The tale, separated by chapter title cards in true Tarantino style, is never far from a crackling moment. Italian composer Ennio Morricone may be in his late 80s, but the maestro of too many great western scores to tally can give us goosebumps at will.

Tarantino’s affection for the western is undeniable, and some character exchanges both honor and update the genre. And his casting instincts remain precise, down to giving Bruce Dern another complex role after his bravura turn in “Nebraska.”

Neither the cast nor Morricone’s masterful score can revive “The Hateful Eight” and its lumbering pace. It’s more proof Tarantino’s passions aren’t enough. The grindhouse auteur needs the discipline of the great directors he rigorously honors to deliver on his past promise.

11 Comments

  1. I personally was blown away by the film. It gave me the same catharsis (in the Aristotlean sense of “emotional purge”) I had when watching “Chinatown”, “Carlitio’s Way”, and “The Passion Of The Christ”. It’s Quentin’s darkest movie, certainly.
    As for the violence…to me, it felt more like “Reservoir Dogs” than “Kill Bill”. The blood isn’t cartoony–it’s painful and meant to be.

  2. I saw the film yesterday. It was way too long, and much of the bloviated dialogue had no pay off. This is the first QT movie I don’t think I’ll re watch.

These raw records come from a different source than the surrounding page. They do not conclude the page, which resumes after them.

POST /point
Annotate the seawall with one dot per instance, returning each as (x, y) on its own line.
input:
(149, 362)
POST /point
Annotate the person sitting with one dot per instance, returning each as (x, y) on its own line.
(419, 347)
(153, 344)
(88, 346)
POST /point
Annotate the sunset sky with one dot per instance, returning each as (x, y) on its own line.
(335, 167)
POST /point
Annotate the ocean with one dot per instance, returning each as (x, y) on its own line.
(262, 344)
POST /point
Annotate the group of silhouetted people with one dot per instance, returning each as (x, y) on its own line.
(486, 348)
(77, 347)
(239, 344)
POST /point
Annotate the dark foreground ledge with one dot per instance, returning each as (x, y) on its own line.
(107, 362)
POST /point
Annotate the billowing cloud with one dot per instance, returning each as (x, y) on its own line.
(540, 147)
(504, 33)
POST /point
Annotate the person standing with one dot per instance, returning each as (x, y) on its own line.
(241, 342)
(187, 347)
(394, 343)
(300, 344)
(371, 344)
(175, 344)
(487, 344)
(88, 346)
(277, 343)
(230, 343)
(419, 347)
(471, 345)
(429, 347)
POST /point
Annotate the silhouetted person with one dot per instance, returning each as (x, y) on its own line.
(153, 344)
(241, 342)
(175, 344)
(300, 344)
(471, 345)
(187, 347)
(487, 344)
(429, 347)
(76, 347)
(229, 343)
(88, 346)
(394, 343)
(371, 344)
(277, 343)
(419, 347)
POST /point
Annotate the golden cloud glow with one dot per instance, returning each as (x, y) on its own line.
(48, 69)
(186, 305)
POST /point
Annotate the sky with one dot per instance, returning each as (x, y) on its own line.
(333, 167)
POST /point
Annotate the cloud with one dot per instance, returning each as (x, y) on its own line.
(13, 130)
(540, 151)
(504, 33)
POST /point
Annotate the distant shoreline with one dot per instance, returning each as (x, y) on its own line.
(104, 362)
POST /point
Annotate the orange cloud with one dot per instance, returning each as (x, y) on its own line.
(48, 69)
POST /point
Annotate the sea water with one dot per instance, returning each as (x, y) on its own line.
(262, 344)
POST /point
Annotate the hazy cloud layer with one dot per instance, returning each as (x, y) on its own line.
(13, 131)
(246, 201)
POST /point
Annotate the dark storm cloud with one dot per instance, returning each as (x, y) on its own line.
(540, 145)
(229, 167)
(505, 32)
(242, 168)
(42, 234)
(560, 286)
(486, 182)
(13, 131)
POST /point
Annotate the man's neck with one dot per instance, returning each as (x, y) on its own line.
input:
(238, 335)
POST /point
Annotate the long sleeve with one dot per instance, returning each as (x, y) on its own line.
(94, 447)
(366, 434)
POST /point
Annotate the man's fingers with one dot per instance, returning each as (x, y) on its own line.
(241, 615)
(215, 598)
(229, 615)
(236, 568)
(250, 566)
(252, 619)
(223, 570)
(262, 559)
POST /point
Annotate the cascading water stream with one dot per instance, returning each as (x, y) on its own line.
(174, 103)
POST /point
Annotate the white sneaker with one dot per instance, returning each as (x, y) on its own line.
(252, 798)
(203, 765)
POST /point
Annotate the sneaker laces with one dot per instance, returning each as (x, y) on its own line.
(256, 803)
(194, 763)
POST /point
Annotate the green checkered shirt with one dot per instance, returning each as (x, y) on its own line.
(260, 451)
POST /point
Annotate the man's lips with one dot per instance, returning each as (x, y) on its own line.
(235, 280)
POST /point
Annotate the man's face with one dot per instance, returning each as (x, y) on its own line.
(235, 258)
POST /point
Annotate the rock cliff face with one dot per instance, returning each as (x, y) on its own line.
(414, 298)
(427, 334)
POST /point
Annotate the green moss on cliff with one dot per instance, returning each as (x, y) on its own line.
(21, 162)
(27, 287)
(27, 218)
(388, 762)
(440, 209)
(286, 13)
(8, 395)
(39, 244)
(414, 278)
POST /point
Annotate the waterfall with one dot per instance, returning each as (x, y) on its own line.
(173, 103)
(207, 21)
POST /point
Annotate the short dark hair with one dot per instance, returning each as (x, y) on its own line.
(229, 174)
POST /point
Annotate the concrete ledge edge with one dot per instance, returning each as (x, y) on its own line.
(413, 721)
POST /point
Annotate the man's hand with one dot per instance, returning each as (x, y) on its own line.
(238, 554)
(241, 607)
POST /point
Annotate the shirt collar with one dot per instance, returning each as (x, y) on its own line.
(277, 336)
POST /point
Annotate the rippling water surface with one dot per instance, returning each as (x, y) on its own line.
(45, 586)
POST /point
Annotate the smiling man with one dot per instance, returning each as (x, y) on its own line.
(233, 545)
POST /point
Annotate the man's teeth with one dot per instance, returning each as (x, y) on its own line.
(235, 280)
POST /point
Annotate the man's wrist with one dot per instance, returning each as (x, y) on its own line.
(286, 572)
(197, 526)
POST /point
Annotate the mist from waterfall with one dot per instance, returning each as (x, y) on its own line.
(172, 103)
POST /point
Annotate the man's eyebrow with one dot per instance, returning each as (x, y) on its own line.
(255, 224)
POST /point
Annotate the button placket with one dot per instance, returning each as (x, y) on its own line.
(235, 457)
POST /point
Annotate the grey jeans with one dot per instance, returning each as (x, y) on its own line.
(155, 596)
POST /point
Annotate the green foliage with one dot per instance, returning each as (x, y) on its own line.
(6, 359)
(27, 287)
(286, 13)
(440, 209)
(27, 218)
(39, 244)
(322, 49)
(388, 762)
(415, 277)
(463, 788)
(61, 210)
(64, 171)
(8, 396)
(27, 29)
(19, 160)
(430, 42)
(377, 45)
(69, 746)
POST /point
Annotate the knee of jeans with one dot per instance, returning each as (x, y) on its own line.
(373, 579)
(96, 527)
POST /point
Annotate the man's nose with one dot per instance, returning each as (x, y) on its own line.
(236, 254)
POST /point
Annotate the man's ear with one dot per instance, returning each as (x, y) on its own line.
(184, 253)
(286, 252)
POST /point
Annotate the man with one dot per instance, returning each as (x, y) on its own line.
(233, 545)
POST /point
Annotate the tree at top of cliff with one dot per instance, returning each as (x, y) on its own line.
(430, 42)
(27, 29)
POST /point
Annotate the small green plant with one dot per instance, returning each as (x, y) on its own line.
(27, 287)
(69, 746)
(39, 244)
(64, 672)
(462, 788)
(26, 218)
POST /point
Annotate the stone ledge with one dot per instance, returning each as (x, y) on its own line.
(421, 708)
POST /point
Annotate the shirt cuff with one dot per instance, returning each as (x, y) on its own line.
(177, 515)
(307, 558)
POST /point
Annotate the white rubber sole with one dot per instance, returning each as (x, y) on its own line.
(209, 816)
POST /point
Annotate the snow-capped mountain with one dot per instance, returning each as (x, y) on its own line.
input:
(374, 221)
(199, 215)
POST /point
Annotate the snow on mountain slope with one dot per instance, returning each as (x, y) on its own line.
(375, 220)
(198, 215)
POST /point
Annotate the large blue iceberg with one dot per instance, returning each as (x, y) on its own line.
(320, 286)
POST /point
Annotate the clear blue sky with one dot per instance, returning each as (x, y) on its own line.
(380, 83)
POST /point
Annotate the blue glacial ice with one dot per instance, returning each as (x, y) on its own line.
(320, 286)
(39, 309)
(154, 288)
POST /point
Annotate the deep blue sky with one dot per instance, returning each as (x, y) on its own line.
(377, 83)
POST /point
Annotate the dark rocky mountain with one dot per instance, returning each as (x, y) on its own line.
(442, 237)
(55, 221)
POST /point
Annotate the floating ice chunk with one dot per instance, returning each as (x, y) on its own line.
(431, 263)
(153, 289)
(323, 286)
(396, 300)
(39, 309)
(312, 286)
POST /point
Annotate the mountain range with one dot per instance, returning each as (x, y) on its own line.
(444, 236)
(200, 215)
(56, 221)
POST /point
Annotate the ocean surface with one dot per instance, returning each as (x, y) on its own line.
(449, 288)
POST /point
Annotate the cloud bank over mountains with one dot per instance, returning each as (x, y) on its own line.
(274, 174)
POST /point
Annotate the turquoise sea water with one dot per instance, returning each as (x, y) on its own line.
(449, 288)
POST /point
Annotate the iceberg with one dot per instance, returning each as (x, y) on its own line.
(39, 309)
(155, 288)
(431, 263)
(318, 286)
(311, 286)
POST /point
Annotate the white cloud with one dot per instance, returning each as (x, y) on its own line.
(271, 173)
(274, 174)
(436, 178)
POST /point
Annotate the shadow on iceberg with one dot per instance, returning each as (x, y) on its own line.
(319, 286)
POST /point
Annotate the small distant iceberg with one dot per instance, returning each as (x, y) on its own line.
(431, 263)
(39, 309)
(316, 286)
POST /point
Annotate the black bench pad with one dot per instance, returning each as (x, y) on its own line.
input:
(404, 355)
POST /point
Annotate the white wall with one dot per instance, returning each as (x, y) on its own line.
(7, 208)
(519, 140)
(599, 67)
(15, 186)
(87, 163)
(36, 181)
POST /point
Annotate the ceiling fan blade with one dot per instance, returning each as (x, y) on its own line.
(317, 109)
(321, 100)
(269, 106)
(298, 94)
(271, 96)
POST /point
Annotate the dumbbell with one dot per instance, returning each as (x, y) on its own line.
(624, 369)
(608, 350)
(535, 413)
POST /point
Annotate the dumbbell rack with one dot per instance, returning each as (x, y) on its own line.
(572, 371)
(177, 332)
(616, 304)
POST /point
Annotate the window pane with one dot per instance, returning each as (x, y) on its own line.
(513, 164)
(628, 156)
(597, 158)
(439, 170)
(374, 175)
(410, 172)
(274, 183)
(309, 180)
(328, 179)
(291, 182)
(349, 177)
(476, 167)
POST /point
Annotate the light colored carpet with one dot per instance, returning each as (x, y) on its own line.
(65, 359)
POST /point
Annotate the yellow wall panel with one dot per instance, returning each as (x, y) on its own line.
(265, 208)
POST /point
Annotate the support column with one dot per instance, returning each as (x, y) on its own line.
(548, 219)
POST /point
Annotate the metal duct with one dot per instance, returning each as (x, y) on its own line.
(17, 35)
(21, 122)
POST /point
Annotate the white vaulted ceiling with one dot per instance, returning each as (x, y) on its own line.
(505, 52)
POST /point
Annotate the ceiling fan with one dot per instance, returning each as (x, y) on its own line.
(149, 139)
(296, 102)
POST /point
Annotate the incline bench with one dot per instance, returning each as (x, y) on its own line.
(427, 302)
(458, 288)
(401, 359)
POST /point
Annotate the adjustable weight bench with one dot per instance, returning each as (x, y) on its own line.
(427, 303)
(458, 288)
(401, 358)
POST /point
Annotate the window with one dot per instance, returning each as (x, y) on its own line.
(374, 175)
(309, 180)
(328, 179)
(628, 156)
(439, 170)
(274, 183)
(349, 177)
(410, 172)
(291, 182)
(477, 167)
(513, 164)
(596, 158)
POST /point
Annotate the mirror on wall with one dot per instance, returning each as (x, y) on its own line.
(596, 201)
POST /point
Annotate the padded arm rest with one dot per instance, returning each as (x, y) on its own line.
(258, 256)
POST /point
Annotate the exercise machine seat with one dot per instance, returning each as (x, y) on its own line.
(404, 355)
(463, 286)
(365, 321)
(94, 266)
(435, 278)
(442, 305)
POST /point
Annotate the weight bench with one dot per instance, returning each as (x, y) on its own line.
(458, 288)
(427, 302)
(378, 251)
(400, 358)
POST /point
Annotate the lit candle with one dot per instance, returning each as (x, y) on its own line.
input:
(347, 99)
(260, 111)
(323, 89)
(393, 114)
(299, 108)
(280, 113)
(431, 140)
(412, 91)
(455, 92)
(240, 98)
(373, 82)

  3. “This is his least substantial film”
    You’re some nobody film critic. How can you even try to assert what makes Tarantino substantial. Gain some weight about being anybody before you try anything like that.

    1. Some people have forgotten that it’s no longer cool to put the smack on Tarantino. This critic is obviously one of them.
      The characters in Hateful Eight are about as entertaining as any he has created, this critic is probably one of those people that thinks making a stir, makes a nice brew.

      1. Or it could be his honest opinion. Before I watched I would have claimed Tarantino was my favorite director. Afterwards, I now question that notion. That is how bad I thought it was.

      1. You’re obviously more at home watching masterpieces such as ‘White Chicks’ and ‘Fifty first dates’. A dialogue rich movie is nor for everyone, I agree.